When you walk into the SEWA (Self-Employed Women's Association) Ruaab production centre in Sunder Nagri, Northeast Delhi, you will see between 10-15 women sitting cross-legged on the floor in front of embroidery stools. Some may have a child in their laps, while others just chat about their days as they weave coloured thread, beads and sequins onto the fabric that is stretched tightly over the stools before them. Many more women will be doing this same task from inside their homes across the Delhi region, simultaneously balancing the unpaid and invisible care work that reproduces their households. The women are members of the Ruaab SEWA Artisans Producer Company Limited (Ruaab), a livelihoods initiative that allows women to earn a piece-rate income by stitching and embroidering designs on clothes for multinational clothing companies like Zara, Gap, Max, and Mango.
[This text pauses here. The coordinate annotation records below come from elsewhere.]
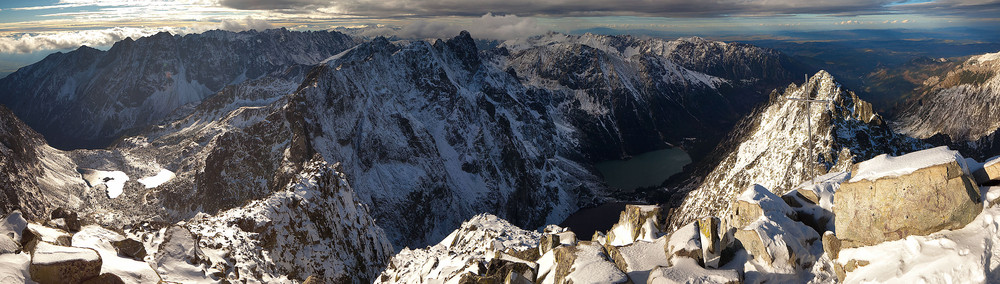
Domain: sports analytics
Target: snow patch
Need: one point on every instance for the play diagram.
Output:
(887, 166)
(160, 178)
(113, 180)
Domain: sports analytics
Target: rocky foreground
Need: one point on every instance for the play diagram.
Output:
(928, 216)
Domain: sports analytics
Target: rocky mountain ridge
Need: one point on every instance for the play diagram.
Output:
(87, 98)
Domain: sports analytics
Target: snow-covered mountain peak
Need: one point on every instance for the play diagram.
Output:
(773, 147)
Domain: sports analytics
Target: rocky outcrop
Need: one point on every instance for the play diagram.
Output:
(66, 219)
(889, 198)
(58, 264)
(637, 222)
(9, 245)
(130, 248)
(91, 97)
(584, 263)
(105, 278)
(989, 174)
(769, 234)
(771, 147)
(179, 244)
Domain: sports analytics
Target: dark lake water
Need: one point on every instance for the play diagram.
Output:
(644, 170)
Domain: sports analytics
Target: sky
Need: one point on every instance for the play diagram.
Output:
(32, 28)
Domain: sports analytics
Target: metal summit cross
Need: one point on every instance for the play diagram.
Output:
(809, 125)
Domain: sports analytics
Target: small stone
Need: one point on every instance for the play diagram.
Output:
(71, 221)
(8, 245)
(831, 245)
(711, 245)
(548, 243)
(29, 239)
(130, 248)
(106, 278)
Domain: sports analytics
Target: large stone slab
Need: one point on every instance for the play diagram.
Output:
(989, 174)
(915, 194)
(58, 264)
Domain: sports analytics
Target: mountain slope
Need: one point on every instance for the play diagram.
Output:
(771, 147)
(87, 98)
(970, 91)
(34, 178)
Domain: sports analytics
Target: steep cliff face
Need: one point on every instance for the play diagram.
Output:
(958, 108)
(771, 147)
(441, 130)
(34, 178)
(629, 95)
(87, 98)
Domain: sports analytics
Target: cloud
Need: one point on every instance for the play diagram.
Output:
(967, 8)
(27, 43)
(488, 26)
(248, 23)
(671, 8)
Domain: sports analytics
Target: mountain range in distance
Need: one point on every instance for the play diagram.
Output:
(280, 155)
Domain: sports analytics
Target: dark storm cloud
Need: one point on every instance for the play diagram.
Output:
(669, 8)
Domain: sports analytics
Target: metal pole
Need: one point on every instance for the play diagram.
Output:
(809, 102)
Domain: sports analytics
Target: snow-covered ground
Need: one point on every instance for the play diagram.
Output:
(114, 181)
(160, 178)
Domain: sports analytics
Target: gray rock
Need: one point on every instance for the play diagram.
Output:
(831, 245)
(106, 278)
(59, 264)
(71, 222)
(179, 243)
(929, 200)
(548, 242)
(130, 248)
(8, 245)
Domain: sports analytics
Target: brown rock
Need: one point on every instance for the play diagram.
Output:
(8, 245)
(711, 245)
(130, 248)
(30, 238)
(70, 219)
(548, 242)
(635, 218)
(928, 200)
(106, 278)
(989, 174)
(58, 264)
(684, 243)
(831, 245)
(312, 279)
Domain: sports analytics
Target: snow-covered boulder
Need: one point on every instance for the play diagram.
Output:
(68, 220)
(890, 198)
(124, 269)
(970, 254)
(711, 241)
(12, 225)
(484, 247)
(8, 245)
(772, 238)
(105, 278)
(585, 262)
(989, 173)
(639, 258)
(688, 271)
(684, 243)
(58, 264)
(178, 252)
(637, 222)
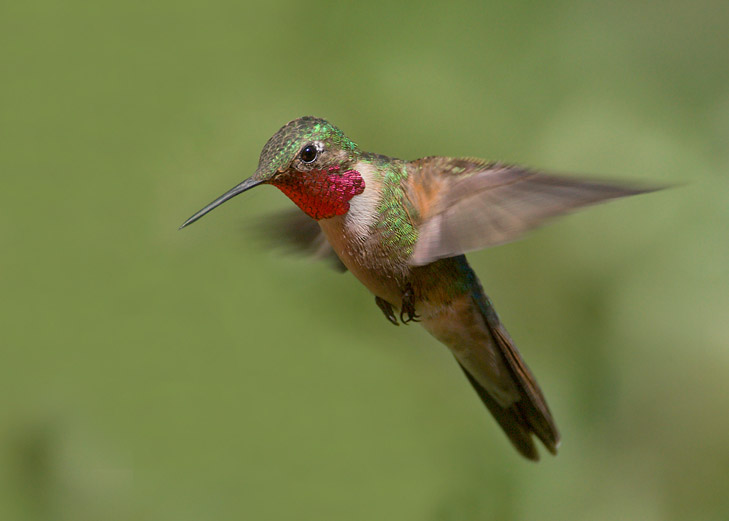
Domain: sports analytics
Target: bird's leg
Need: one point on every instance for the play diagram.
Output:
(408, 306)
(386, 308)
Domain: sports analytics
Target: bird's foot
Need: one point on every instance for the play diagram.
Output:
(386, 308)
(408, 307)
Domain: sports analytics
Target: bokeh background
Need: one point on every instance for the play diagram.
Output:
(151, 374)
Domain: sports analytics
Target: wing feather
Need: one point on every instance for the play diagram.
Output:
(473, 204)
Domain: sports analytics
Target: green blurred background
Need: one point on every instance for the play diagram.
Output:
(151, 374)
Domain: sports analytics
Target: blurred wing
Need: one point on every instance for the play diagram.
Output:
(468, 204)
(295, 232)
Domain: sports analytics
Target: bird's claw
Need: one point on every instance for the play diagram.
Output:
(386, 308)
(408, 307)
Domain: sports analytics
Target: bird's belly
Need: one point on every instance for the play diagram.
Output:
(374, 267)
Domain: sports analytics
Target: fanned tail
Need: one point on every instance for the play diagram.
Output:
(529, 414)
(471, 329)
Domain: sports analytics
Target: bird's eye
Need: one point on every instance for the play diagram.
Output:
(309, 153)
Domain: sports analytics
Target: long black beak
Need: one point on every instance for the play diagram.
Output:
(245, 185)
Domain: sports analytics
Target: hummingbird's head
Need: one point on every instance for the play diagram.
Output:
(311, 161)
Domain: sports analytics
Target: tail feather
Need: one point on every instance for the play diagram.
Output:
(529, 414)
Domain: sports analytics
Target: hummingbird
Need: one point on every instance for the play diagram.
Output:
(402, 228)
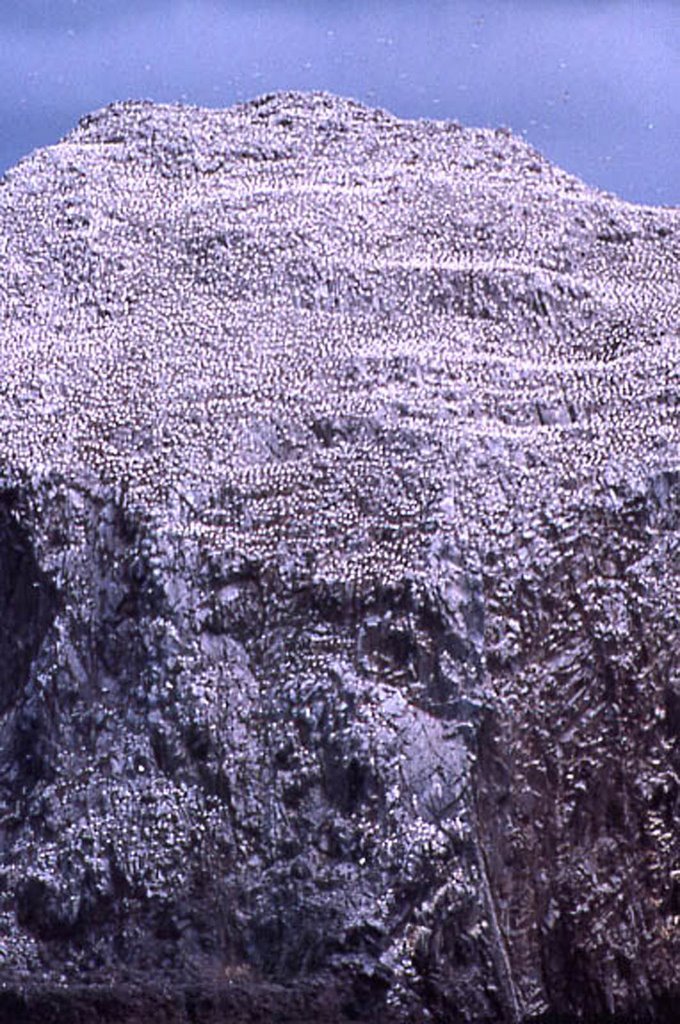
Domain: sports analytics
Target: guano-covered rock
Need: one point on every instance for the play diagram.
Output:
(339, 643)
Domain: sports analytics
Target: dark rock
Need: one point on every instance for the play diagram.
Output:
(338, 577)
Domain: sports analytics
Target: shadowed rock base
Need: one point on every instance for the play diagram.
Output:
(339, 517)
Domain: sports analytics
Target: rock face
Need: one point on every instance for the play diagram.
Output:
(338, 571)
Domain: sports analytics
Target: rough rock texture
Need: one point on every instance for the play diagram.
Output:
(338, 574)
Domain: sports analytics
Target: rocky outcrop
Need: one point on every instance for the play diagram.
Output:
(339, 573)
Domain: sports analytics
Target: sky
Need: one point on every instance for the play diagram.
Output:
(594, 84)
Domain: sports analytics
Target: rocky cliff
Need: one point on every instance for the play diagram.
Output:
(339, 502)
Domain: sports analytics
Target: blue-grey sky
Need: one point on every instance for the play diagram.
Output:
(594, 84)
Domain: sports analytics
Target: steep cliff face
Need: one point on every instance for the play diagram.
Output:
(338, 576)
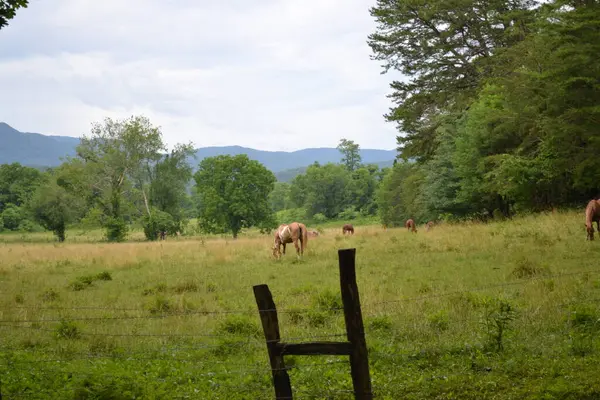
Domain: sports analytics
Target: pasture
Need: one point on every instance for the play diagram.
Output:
(506, 310)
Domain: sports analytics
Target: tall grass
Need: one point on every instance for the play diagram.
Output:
(178, 318)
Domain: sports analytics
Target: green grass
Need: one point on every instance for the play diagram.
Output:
(126, 321)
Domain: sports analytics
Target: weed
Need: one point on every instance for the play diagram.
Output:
(187, 286)
(439, 321)
(104, 276)
(50, 295)
(380, 323)
(160, 304)
(67, 330)
(239, 325)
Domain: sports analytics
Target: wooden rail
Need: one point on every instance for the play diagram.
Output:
(355, 347)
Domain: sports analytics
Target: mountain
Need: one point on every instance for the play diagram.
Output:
(37, 150)
(279, 161)
(289, 174)
(33, 149)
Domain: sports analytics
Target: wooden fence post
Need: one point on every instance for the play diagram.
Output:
(270, 323)
(355, 347)
(359, 358)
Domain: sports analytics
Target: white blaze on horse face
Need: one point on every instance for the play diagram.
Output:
(285, 234)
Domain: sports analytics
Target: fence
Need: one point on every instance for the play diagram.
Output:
(355, 347)
(186, 353)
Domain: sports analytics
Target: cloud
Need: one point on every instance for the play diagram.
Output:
(267, 74)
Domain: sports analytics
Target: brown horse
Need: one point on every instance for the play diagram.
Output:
(410, 225)
(347, 228)
(592, 213)
(428, 226)
(291, 233)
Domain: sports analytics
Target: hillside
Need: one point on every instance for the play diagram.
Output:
(34, 149)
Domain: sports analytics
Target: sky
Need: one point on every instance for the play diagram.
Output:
(265, 74)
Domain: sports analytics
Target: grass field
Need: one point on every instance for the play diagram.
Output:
(91, 320)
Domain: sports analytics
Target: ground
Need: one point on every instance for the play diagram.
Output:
(507, 310)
Ruaab, an economic empowerment initiative for low-income women in Delhi, stresses the superior ethics of their production mode, which "facilitates linking the women to the mainstream market," while offering a production model that is relatively more transparent than is the case for most other informal garment workers in India. Ruaab negotiates directly with export houses, eliminating the use of intermediaries who would normally take a cut of the women producers' already abysmally low wages. Thus, the program provides certain protections against some of the more predatory actors in the global garment value chain. Organisational links between Ruaab and its parent organizations, SEWA Delhi and SEWA Bharat, also provide women in the Ruaab program access to  other social support services and programs that SEWA offers.

However, despite opportunities offered by the program, women in Ruaab remain informal workers with very little social protection and job security. So although multinational clothing companies that are concerned about their public image can take comfort in Ruaab's public promotion of "women's economic empowerment," and the  guarantee of a more ethical and transparent supply chain, Ruaab is an attractive production choice for them precisely because the women producers' labor will be informal, home-based, and poorly compensated. Clothing companies can reap the PR benefits of supporting the image of local women garment producers in Delhi, all the while maintaining the informal labor arrangements that are essential to their own accumulation of wealth. The 61st session of UN Women's Commission on the Status of Women (CSW) is in process in New York this week, with a stated priority theme of women's economic empowerment. But how well will member states, speakers, NGO representatives, and other participants address the inherent dissonance in promoting women's economic empowerment via increased participation in value chains that are built upon undervalued female labor?